The severity of these attacks puts weapons industry-backed rules at danger. In my 25 years as a weapons sales officer, most industry leaders acknowledged the necessity for legislation like those that followed the 1939 Supreme Court ruling U.S. v. Miller, which upheld the 1934 National Firearms Act. This rule severely restricted the sale of fully automatic weapons like “tommy guns” used by Al Capone’s gang, silencers, and sawed-off shotguns.

Miller highlighted the balance between personal liberty and public safety as a sound constitutional test for any gun regulations. This revelation led to crucial rules including the 1998 federal background-check system, or NICS. This law protected people while protecting reputable gun makers by making it harder for criminals to get guns. Until the late 2000s, most businesspeople I knew supported Miller standard-enabled laws that prevented “bad men” from buying firearms.

Unfortunately, the industry also collaborated for three decades with the National Rifle Association, which was radicalizing a political base that was hell-bent on overturning those rules. With the 2008 D.C. v. Heller ruling by the Supreme Court, which read the Second Amendment to establish a greater individual right to own a gun for self-defense, this alliance achieved its first significant triumph.

Heller wasn’t the end. While the NRA assisted in galvanizing opposition to newly elected President Barack Obama, fringe figures and conspiracy theorists were given power to turn guns into a defining issue for the right.
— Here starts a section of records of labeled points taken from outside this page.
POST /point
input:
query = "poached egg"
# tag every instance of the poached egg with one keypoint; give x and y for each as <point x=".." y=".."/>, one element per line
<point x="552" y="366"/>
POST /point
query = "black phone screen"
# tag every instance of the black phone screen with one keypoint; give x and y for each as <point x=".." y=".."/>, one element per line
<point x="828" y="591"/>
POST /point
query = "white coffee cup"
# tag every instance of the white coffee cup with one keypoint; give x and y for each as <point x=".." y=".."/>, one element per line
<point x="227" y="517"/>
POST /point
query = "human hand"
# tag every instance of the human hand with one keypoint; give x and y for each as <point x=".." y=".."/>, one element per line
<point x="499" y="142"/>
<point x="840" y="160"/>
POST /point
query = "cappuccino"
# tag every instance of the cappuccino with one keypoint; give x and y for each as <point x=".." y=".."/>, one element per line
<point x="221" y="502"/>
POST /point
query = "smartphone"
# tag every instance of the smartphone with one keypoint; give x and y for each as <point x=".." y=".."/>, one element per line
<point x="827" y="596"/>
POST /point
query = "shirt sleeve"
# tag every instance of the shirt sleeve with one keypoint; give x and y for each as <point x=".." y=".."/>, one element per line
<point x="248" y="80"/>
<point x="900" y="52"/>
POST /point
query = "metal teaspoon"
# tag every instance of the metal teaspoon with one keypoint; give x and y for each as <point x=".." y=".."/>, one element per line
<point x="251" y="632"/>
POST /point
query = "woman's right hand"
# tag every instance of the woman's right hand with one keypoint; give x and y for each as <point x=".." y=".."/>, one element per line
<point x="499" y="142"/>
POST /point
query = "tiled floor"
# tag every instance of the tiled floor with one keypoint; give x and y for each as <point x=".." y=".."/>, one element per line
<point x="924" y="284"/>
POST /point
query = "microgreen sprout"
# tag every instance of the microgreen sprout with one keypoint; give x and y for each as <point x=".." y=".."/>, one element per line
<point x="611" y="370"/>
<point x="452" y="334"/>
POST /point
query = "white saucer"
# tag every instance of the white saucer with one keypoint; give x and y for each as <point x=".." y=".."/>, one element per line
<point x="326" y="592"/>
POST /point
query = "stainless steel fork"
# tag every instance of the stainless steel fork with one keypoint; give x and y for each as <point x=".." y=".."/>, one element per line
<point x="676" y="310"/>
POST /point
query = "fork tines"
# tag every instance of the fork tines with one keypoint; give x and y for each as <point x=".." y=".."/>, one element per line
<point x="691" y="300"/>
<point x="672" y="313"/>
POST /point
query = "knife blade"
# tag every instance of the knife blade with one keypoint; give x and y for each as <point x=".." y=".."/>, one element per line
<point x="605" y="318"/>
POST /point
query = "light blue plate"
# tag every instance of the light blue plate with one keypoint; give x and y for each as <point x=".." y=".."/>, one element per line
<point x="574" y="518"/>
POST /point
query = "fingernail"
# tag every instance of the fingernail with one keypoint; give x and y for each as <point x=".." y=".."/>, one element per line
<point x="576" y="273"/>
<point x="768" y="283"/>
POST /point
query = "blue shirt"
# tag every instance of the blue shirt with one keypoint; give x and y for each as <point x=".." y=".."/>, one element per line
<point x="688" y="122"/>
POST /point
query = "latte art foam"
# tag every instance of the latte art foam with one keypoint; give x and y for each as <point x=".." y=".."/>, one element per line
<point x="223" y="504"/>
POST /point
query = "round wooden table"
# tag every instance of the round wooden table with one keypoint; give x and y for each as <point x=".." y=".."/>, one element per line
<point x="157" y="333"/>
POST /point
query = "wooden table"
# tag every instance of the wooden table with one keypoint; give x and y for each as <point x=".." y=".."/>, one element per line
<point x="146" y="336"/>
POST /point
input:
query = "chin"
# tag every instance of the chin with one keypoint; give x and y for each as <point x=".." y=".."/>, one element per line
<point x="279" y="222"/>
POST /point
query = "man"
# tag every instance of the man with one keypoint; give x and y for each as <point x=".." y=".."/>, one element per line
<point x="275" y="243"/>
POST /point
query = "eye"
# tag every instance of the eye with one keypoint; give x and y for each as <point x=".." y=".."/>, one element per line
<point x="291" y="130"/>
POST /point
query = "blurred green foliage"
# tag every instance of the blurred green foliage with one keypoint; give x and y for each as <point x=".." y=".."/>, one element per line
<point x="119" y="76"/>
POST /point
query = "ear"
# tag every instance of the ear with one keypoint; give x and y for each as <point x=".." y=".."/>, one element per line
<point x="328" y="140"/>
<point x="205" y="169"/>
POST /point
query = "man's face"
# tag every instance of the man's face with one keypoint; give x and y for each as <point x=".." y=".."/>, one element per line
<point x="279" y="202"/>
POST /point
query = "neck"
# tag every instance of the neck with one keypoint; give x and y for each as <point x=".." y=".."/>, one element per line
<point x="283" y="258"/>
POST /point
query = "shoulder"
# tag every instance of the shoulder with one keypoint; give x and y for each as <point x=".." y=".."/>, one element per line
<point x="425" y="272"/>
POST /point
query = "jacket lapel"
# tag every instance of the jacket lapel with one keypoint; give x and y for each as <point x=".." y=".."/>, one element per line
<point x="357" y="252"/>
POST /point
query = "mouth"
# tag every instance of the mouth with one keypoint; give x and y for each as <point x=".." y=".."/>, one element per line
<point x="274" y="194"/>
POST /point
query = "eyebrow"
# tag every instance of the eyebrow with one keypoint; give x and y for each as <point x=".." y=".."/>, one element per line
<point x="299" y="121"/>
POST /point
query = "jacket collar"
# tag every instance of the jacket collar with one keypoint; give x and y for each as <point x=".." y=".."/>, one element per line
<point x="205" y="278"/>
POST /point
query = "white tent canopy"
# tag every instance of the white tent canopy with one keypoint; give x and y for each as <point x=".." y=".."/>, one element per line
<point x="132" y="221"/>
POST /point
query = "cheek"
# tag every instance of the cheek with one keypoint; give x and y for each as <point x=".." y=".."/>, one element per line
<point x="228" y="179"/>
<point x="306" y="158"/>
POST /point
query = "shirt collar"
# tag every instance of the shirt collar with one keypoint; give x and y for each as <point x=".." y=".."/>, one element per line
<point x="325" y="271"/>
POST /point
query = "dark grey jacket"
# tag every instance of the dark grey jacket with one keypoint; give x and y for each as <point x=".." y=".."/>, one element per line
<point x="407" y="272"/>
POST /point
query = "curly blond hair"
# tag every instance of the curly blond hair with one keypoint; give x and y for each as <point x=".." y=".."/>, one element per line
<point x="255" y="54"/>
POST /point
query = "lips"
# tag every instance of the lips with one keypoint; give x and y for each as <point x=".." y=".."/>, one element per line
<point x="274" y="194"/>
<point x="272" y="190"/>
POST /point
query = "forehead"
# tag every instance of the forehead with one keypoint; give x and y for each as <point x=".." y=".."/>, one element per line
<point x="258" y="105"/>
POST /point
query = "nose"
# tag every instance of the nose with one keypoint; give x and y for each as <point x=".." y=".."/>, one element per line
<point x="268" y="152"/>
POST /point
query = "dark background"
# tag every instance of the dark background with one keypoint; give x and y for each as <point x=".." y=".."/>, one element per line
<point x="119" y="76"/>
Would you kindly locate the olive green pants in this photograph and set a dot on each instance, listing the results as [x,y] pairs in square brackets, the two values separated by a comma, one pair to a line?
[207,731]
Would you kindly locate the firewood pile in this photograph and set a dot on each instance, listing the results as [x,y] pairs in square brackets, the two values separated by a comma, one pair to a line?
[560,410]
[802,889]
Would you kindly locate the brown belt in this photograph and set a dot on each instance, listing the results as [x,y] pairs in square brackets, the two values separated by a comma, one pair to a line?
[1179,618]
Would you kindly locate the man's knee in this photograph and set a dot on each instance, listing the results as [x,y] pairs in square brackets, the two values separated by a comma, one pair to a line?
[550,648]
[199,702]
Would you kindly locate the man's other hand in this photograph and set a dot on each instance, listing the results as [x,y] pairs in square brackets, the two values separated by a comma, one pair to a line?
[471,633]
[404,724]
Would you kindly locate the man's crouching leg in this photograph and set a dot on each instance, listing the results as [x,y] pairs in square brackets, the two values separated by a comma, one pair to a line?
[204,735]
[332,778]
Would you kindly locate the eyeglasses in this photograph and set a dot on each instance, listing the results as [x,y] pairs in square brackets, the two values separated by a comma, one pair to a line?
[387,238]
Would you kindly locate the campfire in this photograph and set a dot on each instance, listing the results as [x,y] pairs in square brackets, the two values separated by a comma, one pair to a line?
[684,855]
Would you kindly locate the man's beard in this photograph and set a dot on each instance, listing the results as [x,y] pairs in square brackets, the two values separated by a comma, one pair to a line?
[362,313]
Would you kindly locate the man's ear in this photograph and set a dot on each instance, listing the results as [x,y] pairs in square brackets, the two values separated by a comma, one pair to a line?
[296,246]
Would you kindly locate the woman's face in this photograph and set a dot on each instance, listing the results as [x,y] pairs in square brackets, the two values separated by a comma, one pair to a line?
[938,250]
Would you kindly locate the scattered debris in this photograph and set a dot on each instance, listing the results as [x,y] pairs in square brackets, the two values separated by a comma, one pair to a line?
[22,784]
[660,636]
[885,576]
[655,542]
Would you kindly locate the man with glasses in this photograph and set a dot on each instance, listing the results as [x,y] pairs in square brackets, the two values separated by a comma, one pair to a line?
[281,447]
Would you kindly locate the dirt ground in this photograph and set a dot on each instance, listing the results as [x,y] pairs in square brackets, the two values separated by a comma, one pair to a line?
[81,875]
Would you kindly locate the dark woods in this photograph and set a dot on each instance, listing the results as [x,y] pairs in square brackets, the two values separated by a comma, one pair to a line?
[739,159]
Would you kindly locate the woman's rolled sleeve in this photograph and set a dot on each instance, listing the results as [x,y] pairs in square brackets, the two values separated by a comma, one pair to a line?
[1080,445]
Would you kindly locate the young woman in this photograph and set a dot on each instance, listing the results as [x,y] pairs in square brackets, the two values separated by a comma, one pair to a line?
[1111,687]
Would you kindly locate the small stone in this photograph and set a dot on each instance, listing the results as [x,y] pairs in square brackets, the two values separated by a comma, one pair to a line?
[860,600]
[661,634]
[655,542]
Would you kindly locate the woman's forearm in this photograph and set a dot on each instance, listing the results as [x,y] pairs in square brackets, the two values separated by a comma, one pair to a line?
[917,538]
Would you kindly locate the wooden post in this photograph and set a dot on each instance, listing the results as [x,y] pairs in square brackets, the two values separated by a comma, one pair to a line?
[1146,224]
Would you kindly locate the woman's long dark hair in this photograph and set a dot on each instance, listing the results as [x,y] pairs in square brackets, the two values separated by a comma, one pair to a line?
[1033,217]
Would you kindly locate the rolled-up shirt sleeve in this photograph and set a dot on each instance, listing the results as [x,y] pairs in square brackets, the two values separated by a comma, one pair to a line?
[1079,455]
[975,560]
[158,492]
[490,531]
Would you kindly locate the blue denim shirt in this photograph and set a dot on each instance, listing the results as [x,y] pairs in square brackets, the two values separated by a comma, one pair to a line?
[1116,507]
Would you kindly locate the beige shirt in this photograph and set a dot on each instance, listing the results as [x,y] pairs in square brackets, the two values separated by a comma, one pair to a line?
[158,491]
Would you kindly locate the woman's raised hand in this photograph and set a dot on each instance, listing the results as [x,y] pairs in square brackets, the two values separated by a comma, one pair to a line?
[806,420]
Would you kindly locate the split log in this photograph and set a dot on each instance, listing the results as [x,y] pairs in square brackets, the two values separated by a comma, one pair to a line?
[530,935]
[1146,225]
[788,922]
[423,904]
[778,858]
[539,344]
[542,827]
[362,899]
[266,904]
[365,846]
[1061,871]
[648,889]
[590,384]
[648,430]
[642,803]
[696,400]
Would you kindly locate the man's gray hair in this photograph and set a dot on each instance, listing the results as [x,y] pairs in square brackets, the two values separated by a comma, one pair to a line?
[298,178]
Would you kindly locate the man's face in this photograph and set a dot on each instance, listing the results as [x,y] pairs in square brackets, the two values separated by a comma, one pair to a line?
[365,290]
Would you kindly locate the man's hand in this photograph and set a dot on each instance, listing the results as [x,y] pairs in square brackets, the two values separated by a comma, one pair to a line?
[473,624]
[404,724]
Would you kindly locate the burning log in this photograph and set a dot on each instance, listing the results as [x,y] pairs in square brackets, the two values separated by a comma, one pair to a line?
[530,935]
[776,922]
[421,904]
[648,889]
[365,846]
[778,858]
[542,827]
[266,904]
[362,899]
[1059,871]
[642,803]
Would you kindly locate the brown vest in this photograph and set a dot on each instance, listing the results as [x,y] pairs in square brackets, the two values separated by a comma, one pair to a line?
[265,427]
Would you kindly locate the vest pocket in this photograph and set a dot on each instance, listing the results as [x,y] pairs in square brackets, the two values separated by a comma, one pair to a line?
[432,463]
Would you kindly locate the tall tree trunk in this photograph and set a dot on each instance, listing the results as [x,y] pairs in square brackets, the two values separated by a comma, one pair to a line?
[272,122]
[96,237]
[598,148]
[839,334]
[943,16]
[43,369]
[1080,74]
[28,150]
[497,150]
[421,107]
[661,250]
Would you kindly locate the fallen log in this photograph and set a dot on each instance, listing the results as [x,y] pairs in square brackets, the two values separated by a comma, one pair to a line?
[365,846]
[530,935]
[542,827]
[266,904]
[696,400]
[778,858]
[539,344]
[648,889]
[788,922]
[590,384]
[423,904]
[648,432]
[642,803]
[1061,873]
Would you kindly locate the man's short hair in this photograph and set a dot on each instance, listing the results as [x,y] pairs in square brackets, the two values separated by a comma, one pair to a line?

As the NRA’s influence increased, judges who aspired to higher office—even nomination to the Supreme Court—got the message and began making more extreme rulings on gun rights in order to maintain their names at the top of lists of potential nominees.

Brett Kavanaugh, then a federal judge on the D.C. Circuit, stated in a dissent that courts should no longer use constitutional standards for gun regulations that balanced public safety with Second Amendment rights—the cornerstone of the Supreme Court’s Miller decision—as an example of this tendency. After Trump’s announcement, NRA CEO Wayne LaPierre urged members to lobby senators to confirm Kavanaugh. The NRA and Federalist Society spent millions to endorse Neil Gorsuch and Amy Coney Barrett.

The current Supreme Court majority prioritises gun owners’ rights over most others due to the NRA’s political operations. Lower courts are showing results. It’s uncertain how this conservative-dominated high court bench will decide on each Bruen-inspired challenge, but the cases presently moving through the circuits will push the justices to rapidly determine whether they were honest in their goal to overturn Miller’s balancing.

This is serious. The justices must decide if we should compel gun ownership in grocery stores, churches, and other spaces. They must decide whether to allow open carry in all 50 states, including the largest cities, with all the potential for chaos. They will have to decide whether to remove regulations banning domestic abusers from obtaining firearms and murdering their spouses or AR-15 bans for troubled youngsters. Given how serious everything is, the NRA may be right: the Second Amendment determines whether we can self-govern more than any other Constitutional provision.